= Squash ball machine =

A squash ball machine is a mechanical device that automatically throws out squash balls at different speeds and angles. Its main purpose is to help players to develop their ball hitting technique.

==Overview==
The features of squash ball machines are modeled after the rules of squash and the constituency of squash balls.

Squash is a ballgame that is played by hitting a ball with a racket against a wall, similar to a backboard, so that the ball bounces off the wall. The opponent player has to hit the ball back against the wall without letting the ball bounce more than once. The game can be played either by two people (the "singles" version), or by four people (the doubles version), in either a smaller court (singles and softball doubles) or a larger one (hardball doubles).

The balls used in squash are small rubber balls that can differ in terms of diameter, weight and softness. These features determine the speed and bouncing amplitude of the ball, with softer balls being generally slower than the harder balls. The temperature of the ball also affects the amount of bounce: the warmer the ball, the more it bounces. Because cold squash balls have little bounce, the squash balls are hit multiple times at the beginning of a game to warm them up. It also means that a game becomes gradually faster as it advances and that softer balls may be too slow to be used in colder climates.

==Design==
Because squash balls bounce with different amplitude and frequency depending on their temperature, squash ball machines need to encompass this feature and allow for heating the balls first to give the right feel. The heating system makes squash ball machines different from tennis ball machines which only pump out balls at different speeds and angles.

The heating function of the machine can be turned down or off, e.g. for slower balls in beginner practices. In higher-end machines, the heat is thermostatically controlled to automatically keep the balls at game temperature.

The currently available models have ball capacities of 50-60 balls. Both ball speed range and ball frequencies are adjustable and vary from 30 to 150 km/h and 1.5-12 balls per second, respectively, with the .75 second interval suitable for quick volleys and 10 second interval for other strokes. Changing the speed and frequency of the ball coming out of the machine is intended to help the player to visualize real-game situations where the ball does not always come back into play at the same speed. The adjustable speed is also useful for increasing the speed as the player becomes more skillful.
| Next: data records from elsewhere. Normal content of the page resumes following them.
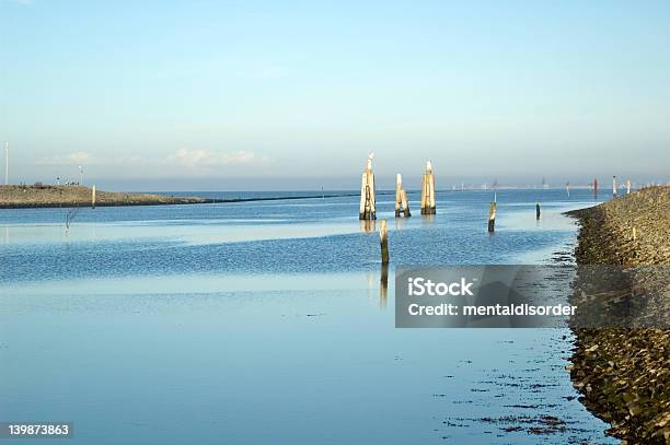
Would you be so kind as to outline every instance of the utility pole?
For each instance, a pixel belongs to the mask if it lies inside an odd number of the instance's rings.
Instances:
[[[4,185],[9,185],[9,142],[4,142]]]

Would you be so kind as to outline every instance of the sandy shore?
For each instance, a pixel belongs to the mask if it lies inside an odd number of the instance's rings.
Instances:
[[[92,190],[81,186],[0,186],[0,208],[86,207],[91,206]],[[159,206],[217,202],[197,197],[126,194],[97,190],[95,206]]]
[[[581,225],[578,264],[670,265],[670,187],[646,188],[570,214]],[[662,273],[665,281],[654,282],[654,311],[668,314],[668,274]],[[576,333],[571,378],[587,408],[610,422],[609,433],[623,443],[670,443],[670,330],[605,328]]]

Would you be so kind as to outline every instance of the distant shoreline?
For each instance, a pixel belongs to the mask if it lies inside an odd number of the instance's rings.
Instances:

The machines have different modes and functions for practicing forehands and backhands, fixed, random, decay, interval training, vertical swing, lob and drop. They are powered by electrical AC and DC power supplies and can be controlled remotely. Protective eyewear is recommended while using the machine.

Squash ball machines cannot be used for squash tennis which is played with tennis balls that are considerably bigger than squash balls.

==Uses==
Squash ball machines are used as training aids both by solo players and by coaches in squash practices.

Individual players use the machine as a feeding (serving) device in the absence of other players to practice their swinging technique and to develop footwork and timing.

In connection with coaching, the following benefits have been mentioned:
- The use of the machine leaves the coach free from feeding the ball and allows closer observation of the student from different angles.
- The coach is able to demonstrate correct technique more frequently and effectively by doing alternate hitting with the student, with the coach hitting and the student trying to imitate the swing.
- The machine allows the coach to physically manipulate the students' swing, by holding the racket in the correct position.
- It allows for realistic hitting angles and positions, and to establish a continuous rhythm of play. Continuous, flowing practices are more enjoyable for the student, however they often result in an unrealistic hitting angles. For example when feeding for a drop volley, coaches often stand in a position in front of the pupil. If the coach is skillful then this allows the practice to flow and be continuous, but unfortunately means the pupil is learning to hit the ball short off of a drive from the front court with their opponent in front of them - when in the game this shot is almost always played off of a length ball with the opponent behind. With a machine, coaches can set up continuous practices that are always using realistic angles and positions.
- In a group practice, the coach is able to give advice specific to one player without having to stop the practice for other students, something he would have to do if he were the one doing the feeding.
- If used in combination with a drilling partner, the ball machine can be used to develop front-court tactics.
- Students acquire technique more easily if they are able to learn in rhythm. The machines allows for a continuous rhythm to be established. The student can miss, miss-hit, or hit the ball down/out and the next ball will still arrive in the rhythm that has been set. Without the machine the rhythm is broken while the misdirected ball is fetched.

==Limitations==
The main limitation of the ball machine is the same as its main benefit, that of excluding a human partner. Because competitive games are played against another person, the singular use of the machine would mean that a player would not learn to anticipate and react to the movement of the ball from the opponent player based on "pre-impact cues" that precede the time the ball is struck, missing valuable time for planning his or her own response, and would not develop tactical skills. Because balls that are thrown by the machine are independent of player's own strokes, the player would also not develop self-reflection and awareness about his or her role in directing the game.